When we got to the hospital... the x-ray showed his femur was about 1/16" from being in 2 pieces about 1/8" from the head. He rated his pain as 4/10.

Or when my Daddy was in the hospital with Stage 4,metastatic Renal Cell Carcinoma. Had tumors all up and down his spinal column,,,he rated his pain a 2/10.

So when my Mother self diagnoses herself with "spinal stenosis" complicated by arthritis and rates her pain as a 10/10 while she talk to me on the phone in calm voice...I'm somewhat skeptical.

Mom In Scrubs said...

I think many patients operate on the Squeaky Wheel theory. And unfortunately a lot of the time they're right.

Also more young'ins are totally receptive to some high-powered painkillers, while many old'ins think taking a tylenol might make them look like or turn into an addict.

Frustrating, but I like the quizzing about whether or not any mallet- or butter-knife-therapy could possibly worsen the pain.

I've never had 10/10. I HAVE had 9/10, and I truly thought that death might be more preferable (horrid Crohn's Disease Bowel Cramping, worse than childbirth!).

SentWest said...

I can promise you and other medical professionals that I will never every tell you I have 10/10 pain.

In the case I actually do have it, I will be doing too much screaming and/or passing out to tell you about it, and I'm confident you'll get the idea without my explicit verbal direction.

Derius Thoran said...

The worst pain I ever experienced was when a nearby explosion cleared, and I was left with a roughly 2-3 foot piece of steel rebar sticking through my right shoulder. Imagine my surprise. It really didn't hurt at all....until one of the squad members decided to grab it and pull it out. And not all at once, like a band-aid mind you. He decided to pull a little, stop when I screamed, and asked if I was okay, then pull it some more.

I'd say 7-8 out of 10. If it ever did hit 10, it did it when I kept passing out.

MLO said...

I HATE being asked numerical scales for pain. I do NOT think in those terms. Ask me what it feels like and I can tell you. Do NOT ask me numbers!

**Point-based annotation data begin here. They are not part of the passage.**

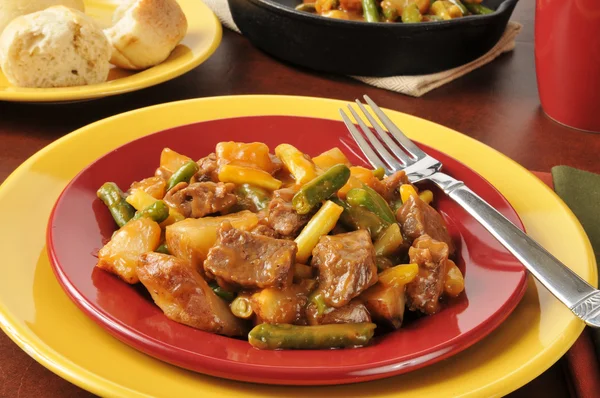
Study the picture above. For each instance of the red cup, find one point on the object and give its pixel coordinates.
(567, 60)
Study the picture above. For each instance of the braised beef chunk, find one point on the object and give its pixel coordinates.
(201, 198)
(282, 216)
(346, 265)
(386, 304)
(353, 312)
(208, 169)
(424, 292)
(265, 230)
(184, 296)
(250, 260)
(390, 185)
(417, 218)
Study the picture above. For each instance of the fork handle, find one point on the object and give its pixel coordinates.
(578, 295)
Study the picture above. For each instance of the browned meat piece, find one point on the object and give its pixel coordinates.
(424, 292)
(250, 260)
(389, 186)
(346, 265)
(281, 305)
(208, 169)
(353, 312)
(265, 230)
(185, 297)
(201, 198)
(417, 218)
(385, 304)
(282, 216)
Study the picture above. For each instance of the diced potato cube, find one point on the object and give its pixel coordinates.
(120, 255)
(192, 238)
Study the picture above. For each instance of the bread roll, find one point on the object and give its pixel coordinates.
(145, 32)
(57, 47)
(10, 9)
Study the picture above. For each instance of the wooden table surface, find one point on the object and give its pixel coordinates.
(497, 104)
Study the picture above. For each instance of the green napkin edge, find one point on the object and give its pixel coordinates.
(580, 190)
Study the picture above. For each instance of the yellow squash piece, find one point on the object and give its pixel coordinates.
(330, 158)
(399, 275)
(255, 155)
(454, 283)
(171, 160)
(120, 255)
(302, 168)
(246, 175)
(406, 191)
(320, 224)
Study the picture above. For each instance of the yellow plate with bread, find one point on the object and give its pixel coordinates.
(126, 33)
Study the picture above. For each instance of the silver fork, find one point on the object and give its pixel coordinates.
(579, 296)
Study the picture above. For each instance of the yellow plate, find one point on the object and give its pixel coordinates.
(202, 39)
(40, 318)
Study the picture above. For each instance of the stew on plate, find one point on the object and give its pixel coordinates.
(290, 251)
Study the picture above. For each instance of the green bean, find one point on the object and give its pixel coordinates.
(317, 299)
(478, 9)
(163, 249)
(360, 218)
(389, 241)
(390, 14)
(379, 173)
(284, 336)
(157, 211)
(411, 14)
(219, 291)
(253, 198)
(113, 198)
(308, 7)
(183, 174)
(370, 12)
(367, 197)
(321, 188)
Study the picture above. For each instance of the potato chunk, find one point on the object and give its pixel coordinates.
(191, 239)
(120, 255)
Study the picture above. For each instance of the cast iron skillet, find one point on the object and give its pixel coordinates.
(368, 49)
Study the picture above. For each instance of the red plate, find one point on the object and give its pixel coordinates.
(80, 223)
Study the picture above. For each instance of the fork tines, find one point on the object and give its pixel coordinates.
(390, 149)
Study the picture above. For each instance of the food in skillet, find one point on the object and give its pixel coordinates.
(407, 11)
(291, 251)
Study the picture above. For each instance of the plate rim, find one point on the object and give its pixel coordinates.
(161, 350)
(75, 373)
(105, 89)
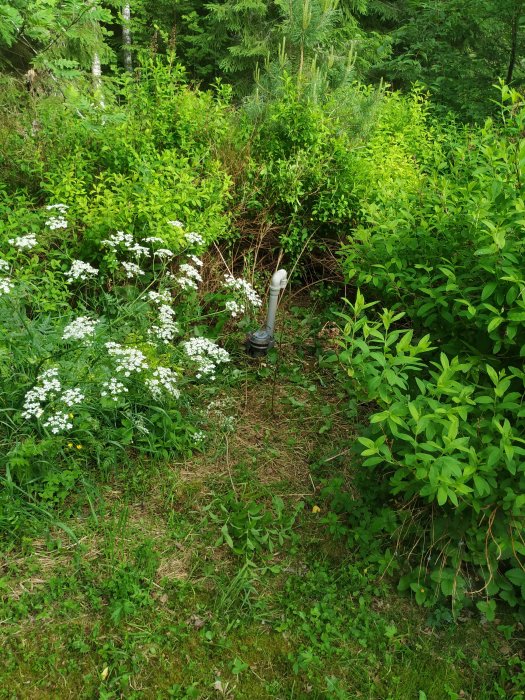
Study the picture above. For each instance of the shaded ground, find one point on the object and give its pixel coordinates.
(192, 581)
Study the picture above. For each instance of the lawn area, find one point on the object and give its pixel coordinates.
(222, 575)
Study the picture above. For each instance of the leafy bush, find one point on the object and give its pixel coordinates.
(447, 434)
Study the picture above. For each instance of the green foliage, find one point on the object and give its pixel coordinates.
(60, 37)
(89, 364)
(458, 49)
(447, 433)
(249, 528)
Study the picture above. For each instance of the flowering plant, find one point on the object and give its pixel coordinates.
(124, 365)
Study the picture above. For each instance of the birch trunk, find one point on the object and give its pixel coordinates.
(126, 37)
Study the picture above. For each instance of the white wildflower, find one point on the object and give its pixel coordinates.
(24, 242)
(152, 239)
(132, 270)
(163, 378)
(206, 354)
(81, 271)
(113, 389)
(80, 328)
(245, 288)
(139, 250)
(118, 238)
(72, 397)
(163, 253)
(62, 208)
(234, 308)
(194, 238)
(6, 286)
(59, 219)
(196, 261)
(48, 386)
(199, 436)
(167, 328)
(190, 276)
(58, 422)
(160, 297)
(128, 360)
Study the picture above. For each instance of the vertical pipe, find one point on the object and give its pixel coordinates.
(278, 283)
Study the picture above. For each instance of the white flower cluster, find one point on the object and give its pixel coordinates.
(246, 291)
(72, 397)
(132, 270)
(163, 254)
(59, 220)
(128, 359)
(206, 354)
(152, 239)
(113, 389)
(58, 422)
(160, 297)
(139, 250)
(24, 242)
(196, 261)
(167, 328)
(194, 238)
(81, 271)
(82, 327)
(234, 308)
(118, 238)
(6, 286)
(189, 278)
(48, 386)
(199, 436)
(163, 378)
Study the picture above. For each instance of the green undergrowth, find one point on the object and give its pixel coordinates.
(224, 574)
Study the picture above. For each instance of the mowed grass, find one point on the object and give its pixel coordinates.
(151, 601)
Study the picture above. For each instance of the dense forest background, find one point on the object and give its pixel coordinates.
(158, 161)
(455, 50)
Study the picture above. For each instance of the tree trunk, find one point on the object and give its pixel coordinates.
(126, 36)
(513, 42)
(96, 72)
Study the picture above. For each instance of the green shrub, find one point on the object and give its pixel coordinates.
(447, 437)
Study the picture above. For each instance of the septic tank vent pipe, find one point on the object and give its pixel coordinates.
(259, 342)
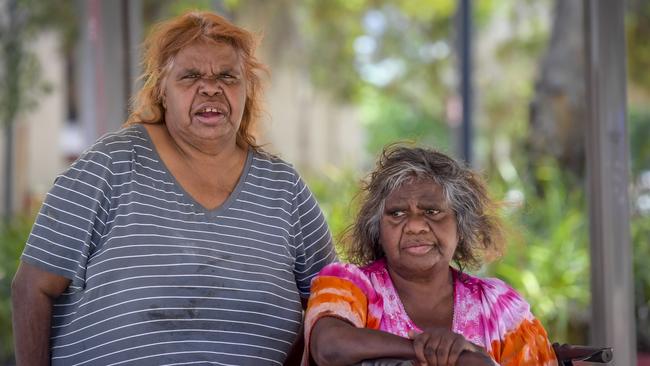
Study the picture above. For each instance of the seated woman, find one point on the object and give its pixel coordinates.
(421, 211)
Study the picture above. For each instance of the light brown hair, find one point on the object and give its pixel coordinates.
(171, 36)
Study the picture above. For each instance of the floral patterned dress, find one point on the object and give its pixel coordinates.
(487, 312)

Second, how on earth can someone be doing anything but writhing in pain and gibbering if they are at 9/10 or 10/10?

Anonymous said...

I thought it was funny when during my first childbirth experience they would ask me what my pain was. I told them, "I have no idea what a 10 is, so it's hard for me to say." I jumped the gun for an epidural though because everyone kept saying, "Don't wait until the pain is too unbearable that you can't stay still." Well, once that wore off and I was going through non-medicated childbirth, I realized what a 10 was. Or so I thought, until I had a gallbladder attack!!!! I am now very conservative with my pain scale!!! Childbirth...yeah, I'd take that over the gallbladder. But that's out now, so hopefully no more probs!!!

Spook, RN said...

I always qualify my pain scale by saying "10/10 pain is like being set on fire or having an arm cut off". I also match what the patients tell me with non-verbal cues.

And when I used to work a post-op ortho floor, I had n number of old timers with broken hips who'd tell me "just give me some tylenol honey, I'll be ok".

EDRNKaren said...

I just use the faces scale on the triage form, and I go by the face they had on when they didn't think I was looking at them.

Anonymous said...

Dilaudid for period cramps? Ya gotta be kidding me. There are some people with cysts etc., but geesh.

Motrin and a heating pad for cramps, Dilaudid for compound fracture.

Just a little snarky said...

Newsflash: people have different body chemistries, that means, different tolerances to pain.

OTOH, some people are just whiny.

I am also convinced that experience plays a part. I used to have a low tolerance to pain. Now, I have a significantly higher tolerance to pain. Like if I cut/gash myself, I don't notice it until my son says "Dad! You're bleeding all over!"

The more painful experiences you have, the better your body becomes at managing pain. Oh yeah, the above gash happened a few years after my kidney stone.